DC Communication2019-01-30T17:01:38+00:00

ETUDE DE CAS

Comment collecter et analyser
vos données pour améliorer votre service client?

Etude de cas avec la gendarmerie nationale française

Depuis le lancement de l’arpanet en 1969, les fondements même de la collecte et du traitement des données ont fondamentalement été ébranlés. Nous sommes devenus tous voisins dans un monde connecté où une relation peut démarrer à l’autre bout du monde à chaque fois que nous le souhaitons. Mais en quoi ce changement est-il un avènement ? Comment le digital peut-il devenir un réel outil local, et surtout dans le monde réel ?

Nous savons que le web offre un volume inédit de données qui permettrait d’en apprendre davantage sur les marchés si ces données étaient exploitées. Chaque fin de décennie est marquée par sa technologie : Les prémices d’Internet pour les années 60, téléphonie mobile pour les années 70, haut débit pour les années 80 jusqu’à la fin des années 2010. Les chercheurs de l’Université de Berkeley ont estimé que 1,5 milliards gigaoctet de données ont été produits en 1999. Ce montant a doublé en 2003. Aujourd’hui nous avons atteint le nombre de 4.7 milliards de pages répertoriées sur le web. Ces pages contiennent des informations sur ce que les consommateurs ont besoin, cherchent, discutent, choisissent, achètent et utilisent. Ces textes renseignent sur les interactions des clients avec les entreprises et leurs concurrents mais surtout sur leurs interactions sociales avec des groupes d’influence.

Du data pour quoi faire?

Les analystes et responsables informatiques ont surtout mis l’accent sur le défi de l’analyse de ces données. Une chose est certaine à propos de Big Data : les données sont trop « grosses » pour être gérées selon les procédures en place depuis l’entrée dans l’ère informatique. En effet, le Big Data est souvent présenté en termes de volume, variété, vitesse, variabilité et véracité de données qui requièrent des compétences poussées en Data sciences. Voilà pourquoi l’industrie de l’IT pousse les sociétés à se doter d’un socle technologique puissant, enrichi d’un panel de logiciels et accompagné par une expertise en conseil. Mais les services externalisés ne peuvent pas accorder l’autonomie et le succès des entreprises, à moins que ces dernières internalisent certaines compétences en analyse de données, qui sont encore très rares sur le marché. Voilà pourquoi Davenport et Patil ont élu le métier de Data scientist le « plus sexy du XXIème siècle ».

Comment mettre en place une structure simple qui réponde à un besoin simple?

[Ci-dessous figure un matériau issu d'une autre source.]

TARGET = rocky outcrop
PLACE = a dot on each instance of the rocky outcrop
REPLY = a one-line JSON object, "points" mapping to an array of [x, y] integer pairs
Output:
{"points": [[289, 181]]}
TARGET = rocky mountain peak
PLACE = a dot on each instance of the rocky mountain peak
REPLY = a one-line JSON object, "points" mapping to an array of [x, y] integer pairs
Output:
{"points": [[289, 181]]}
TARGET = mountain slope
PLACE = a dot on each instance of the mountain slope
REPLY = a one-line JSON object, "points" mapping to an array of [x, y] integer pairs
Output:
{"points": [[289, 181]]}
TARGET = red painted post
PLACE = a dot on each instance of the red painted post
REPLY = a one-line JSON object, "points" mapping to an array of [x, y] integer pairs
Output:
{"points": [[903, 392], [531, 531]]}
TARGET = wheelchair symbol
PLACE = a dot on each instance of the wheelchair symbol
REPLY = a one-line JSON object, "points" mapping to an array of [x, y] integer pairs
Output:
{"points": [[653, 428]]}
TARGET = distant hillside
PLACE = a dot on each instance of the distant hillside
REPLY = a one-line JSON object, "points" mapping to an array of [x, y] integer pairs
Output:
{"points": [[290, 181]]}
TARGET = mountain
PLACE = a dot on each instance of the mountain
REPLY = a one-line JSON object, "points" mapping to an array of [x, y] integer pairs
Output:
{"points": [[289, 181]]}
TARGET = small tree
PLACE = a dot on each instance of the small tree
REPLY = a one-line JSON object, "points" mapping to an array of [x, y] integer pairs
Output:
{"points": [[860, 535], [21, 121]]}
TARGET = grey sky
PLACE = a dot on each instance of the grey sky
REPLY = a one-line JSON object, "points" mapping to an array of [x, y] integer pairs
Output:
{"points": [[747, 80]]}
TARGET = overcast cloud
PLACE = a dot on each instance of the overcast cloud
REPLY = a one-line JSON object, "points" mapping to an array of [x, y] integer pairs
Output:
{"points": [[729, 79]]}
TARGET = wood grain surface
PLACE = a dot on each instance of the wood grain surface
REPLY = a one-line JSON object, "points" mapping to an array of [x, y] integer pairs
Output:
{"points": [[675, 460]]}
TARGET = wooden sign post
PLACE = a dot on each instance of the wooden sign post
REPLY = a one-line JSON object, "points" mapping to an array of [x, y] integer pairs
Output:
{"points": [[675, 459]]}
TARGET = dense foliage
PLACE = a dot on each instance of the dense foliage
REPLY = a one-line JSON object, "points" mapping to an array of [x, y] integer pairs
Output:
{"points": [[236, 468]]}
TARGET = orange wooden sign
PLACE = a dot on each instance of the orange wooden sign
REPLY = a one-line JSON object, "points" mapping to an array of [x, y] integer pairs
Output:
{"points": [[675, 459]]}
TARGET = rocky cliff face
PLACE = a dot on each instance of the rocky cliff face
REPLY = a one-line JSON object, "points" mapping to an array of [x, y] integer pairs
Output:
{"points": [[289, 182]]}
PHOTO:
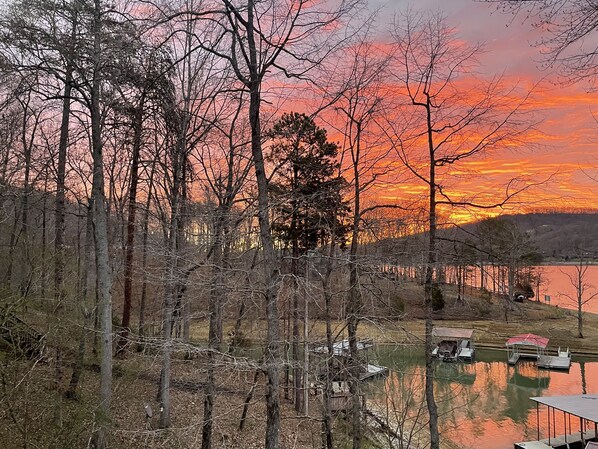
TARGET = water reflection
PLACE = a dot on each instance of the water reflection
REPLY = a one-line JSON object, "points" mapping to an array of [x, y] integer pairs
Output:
{"points": [[481, 404]]}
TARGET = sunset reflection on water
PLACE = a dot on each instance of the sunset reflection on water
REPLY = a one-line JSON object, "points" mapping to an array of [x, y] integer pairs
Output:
{"points": [[481, 404]]}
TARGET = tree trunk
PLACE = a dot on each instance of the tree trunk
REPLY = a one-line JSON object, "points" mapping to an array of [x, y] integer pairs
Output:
{"points": [[272, 358], [428, 287], [131, 229], [84, 307], [101, 237]]}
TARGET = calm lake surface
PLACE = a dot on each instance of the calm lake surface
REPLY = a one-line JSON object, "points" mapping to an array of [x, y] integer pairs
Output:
{"points": [[484, 404]]}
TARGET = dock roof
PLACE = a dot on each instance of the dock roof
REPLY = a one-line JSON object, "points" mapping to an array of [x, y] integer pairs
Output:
{"points": [[452, 332], [341, 348], [581, 405], [528, 340]]}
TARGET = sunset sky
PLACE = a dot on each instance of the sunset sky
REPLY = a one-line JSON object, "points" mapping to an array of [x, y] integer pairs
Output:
{"points": [[565, 151]]}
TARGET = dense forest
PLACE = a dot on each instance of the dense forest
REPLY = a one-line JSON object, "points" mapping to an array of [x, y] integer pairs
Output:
{"points": [[175, 173]]}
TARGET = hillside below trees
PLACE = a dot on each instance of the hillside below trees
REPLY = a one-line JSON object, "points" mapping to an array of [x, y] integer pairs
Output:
{"points": [[560, 237]]}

“Il faut parfois redescendre sur terre et commencer avec les questions de bases qui s’imposent” explique Rémy Millescamps de DC communication. “Il faut tout d’abord s’assurer que les infrastructures répondent à des normes de sécurité strictes tout en répondant au besoin du client”.

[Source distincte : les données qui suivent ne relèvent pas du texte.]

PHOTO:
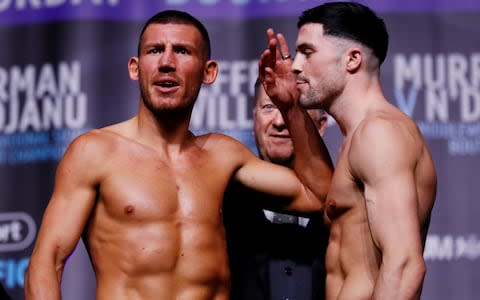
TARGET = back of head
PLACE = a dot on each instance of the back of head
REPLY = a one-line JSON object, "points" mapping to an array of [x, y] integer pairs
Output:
{"points": [[350, 20], [177, 17]]}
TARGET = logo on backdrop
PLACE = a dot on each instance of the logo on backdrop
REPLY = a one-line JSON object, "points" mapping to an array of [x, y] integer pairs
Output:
{"points": [[17, 233], [449, 85], [42, 108], [226, 106], [450, 247]]}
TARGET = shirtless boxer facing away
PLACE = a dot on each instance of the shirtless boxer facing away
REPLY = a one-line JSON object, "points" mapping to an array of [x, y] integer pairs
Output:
{"points": [[146, 194], [384, 184]]}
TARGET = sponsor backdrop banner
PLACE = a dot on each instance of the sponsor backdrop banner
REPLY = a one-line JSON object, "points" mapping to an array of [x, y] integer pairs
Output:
{"points": [[63, 71]]}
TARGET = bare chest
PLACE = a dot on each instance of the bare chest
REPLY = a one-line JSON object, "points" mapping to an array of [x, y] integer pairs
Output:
{"points": [[141, 187], [345, 197]]}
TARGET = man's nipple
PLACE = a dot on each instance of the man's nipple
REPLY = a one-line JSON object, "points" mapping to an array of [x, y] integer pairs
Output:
{"points": [[129, 209], [332, 203]]}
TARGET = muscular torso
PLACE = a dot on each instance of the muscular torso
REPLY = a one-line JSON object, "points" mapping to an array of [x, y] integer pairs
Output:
{"points": [[353, 259], [156, 231]]}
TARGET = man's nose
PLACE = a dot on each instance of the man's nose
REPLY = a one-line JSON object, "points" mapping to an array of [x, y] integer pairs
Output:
{"points": [[167, 61], [278, 121]]}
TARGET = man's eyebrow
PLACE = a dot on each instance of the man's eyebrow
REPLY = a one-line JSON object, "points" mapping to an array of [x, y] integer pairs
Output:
{"points": [[304, 46]]}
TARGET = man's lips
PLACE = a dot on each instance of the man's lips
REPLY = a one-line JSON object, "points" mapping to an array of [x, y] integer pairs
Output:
{"points": [[166, 84]]}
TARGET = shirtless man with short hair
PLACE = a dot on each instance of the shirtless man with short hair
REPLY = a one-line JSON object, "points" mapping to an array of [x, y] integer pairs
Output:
{"points": [[384, 184], [146, 194]]}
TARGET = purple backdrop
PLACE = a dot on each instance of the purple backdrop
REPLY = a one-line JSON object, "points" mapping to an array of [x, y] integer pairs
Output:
{"points": [[63, 71]]}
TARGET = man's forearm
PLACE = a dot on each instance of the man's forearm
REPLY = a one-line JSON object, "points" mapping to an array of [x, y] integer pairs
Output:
{"points": [[313, 163]]}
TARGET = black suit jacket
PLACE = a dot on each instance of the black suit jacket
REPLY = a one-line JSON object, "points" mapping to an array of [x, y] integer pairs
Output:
{"points": [[252, 241]]}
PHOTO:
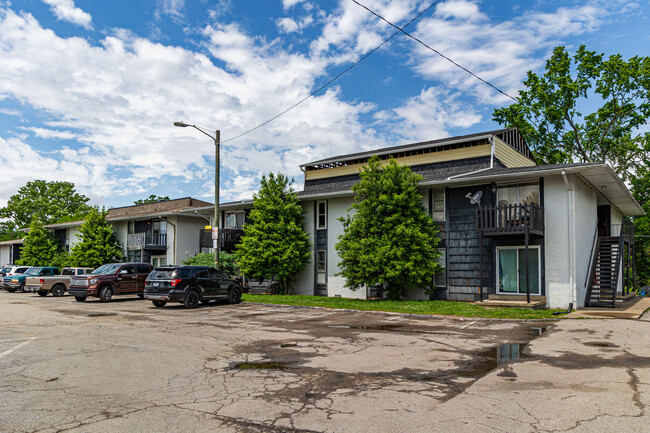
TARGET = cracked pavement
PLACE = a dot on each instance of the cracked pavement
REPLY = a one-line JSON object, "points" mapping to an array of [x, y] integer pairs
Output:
{"points": [[127, 366]]}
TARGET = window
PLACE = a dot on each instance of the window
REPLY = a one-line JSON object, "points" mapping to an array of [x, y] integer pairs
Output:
{"points": [[511, 268], [523, 193], [440, 279], [438, 204], [321, 215], [235, 219]]}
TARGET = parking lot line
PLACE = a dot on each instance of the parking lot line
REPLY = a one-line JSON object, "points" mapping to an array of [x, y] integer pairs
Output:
{"points": [[24, 343]]}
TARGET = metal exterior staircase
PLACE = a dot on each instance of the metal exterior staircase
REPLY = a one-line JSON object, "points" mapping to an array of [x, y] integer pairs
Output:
{"points": [[603, 274]]}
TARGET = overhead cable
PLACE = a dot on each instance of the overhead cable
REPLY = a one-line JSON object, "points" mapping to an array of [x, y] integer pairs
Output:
{"points": [[338, 76], [437, 52]]}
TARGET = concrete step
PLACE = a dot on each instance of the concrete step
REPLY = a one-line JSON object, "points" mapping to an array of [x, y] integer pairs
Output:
{"points": [[498, 303]]}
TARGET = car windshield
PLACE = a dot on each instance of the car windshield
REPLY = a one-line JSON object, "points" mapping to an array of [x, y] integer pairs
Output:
{"points": [[161, 274], [106, 269]]}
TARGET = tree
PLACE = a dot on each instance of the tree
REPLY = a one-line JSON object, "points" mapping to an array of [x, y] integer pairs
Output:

Dans le cadre de la Gendarmerie Nationale, DC Communications a intégré ces paramètres. “On ne peut construire une maison sans de bonnes fondations” poursuit Rémy Millescamps.

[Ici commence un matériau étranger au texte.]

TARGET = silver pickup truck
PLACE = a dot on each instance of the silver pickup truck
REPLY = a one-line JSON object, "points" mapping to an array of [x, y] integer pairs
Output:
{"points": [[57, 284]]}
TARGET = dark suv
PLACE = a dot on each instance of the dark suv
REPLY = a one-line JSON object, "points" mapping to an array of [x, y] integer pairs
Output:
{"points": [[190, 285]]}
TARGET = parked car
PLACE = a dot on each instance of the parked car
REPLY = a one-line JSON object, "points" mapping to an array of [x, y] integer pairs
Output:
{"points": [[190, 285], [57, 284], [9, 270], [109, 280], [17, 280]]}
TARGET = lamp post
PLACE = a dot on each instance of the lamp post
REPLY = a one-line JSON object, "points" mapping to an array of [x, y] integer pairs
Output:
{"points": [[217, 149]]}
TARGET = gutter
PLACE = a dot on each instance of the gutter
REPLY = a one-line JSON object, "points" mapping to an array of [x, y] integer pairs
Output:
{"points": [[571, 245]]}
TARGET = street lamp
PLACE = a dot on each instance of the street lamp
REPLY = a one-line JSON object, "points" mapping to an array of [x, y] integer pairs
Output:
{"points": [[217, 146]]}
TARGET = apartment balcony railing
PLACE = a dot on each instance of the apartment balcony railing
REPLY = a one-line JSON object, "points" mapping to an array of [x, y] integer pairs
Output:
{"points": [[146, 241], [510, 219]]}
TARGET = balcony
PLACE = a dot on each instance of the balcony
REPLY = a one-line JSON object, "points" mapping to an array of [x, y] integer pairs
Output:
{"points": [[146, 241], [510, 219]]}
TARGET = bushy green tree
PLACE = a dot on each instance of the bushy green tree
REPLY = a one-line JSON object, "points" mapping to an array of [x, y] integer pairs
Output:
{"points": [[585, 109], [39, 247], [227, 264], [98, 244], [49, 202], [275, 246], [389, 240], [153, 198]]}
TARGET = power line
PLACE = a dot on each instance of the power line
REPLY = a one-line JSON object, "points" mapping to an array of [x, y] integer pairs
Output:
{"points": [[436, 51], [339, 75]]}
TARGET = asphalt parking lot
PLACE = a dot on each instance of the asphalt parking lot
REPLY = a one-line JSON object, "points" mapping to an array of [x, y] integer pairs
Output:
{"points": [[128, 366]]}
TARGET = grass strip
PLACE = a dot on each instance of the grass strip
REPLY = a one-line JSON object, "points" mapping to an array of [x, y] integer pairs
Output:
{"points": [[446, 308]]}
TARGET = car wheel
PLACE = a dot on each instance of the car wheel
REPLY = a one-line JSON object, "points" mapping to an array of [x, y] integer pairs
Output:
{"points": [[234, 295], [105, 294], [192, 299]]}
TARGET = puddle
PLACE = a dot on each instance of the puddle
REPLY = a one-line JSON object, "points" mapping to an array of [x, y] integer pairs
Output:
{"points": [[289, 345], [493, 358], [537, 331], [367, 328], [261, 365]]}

La Gendarmerie nationale a pour ambition de connecter le citoyen avec le service publique. Pour se faire, elle veut s’assurer que le service rendu soit efficace et que le citoyen soit satisfait des services.

L’intelligence artificielle non-intrusive permet de donner un indicateur. Une caméra-capteur est installée dans la gendarmerie et envoie des images vers un serveur local. Le système en place permet alors de lire les émotions de base des personnes présentes dans la brigade.

La Gendarmerie pourra dès lors améliorer ses services dans chaque brigade par l’intermédiaire d’une information simple et efficace.

Quid de la sécurité et de la vie privée ?

“La sécurité fait partie de l’ADN de DC Communication”, poursuit Rémy Millescamps. Il est évident que le système ne peut être intrusive et doit être le plus discret possible. L’installation locale rencontre les toutes dernières normes de sécurité en vigueur sur le marché. Une caméra-capteur, un serveur local et le câblage nécessaire au fonctionnement du système doivent pouvoir fonctionner en toute circonstance. La technologie logicielle seule ne suffit pas.

En ce qui concerne la vie privée, au-delà de la sécurité du système, aucune image n’est stockée. Ceci permet de facto de simplement dresser un tableau de bord pour le chef de brigade qui lui permet de savoir quand les files d’attente sont trop longues ou encore si la plupart des visiteurs sont plutôt agacés à cause d’une attente trop longue.

Il n’y a aucune personnalisation ou lecteur de personne, ce qui garantit non seulement la confidentialité mais également la sécurité pour le visiteur.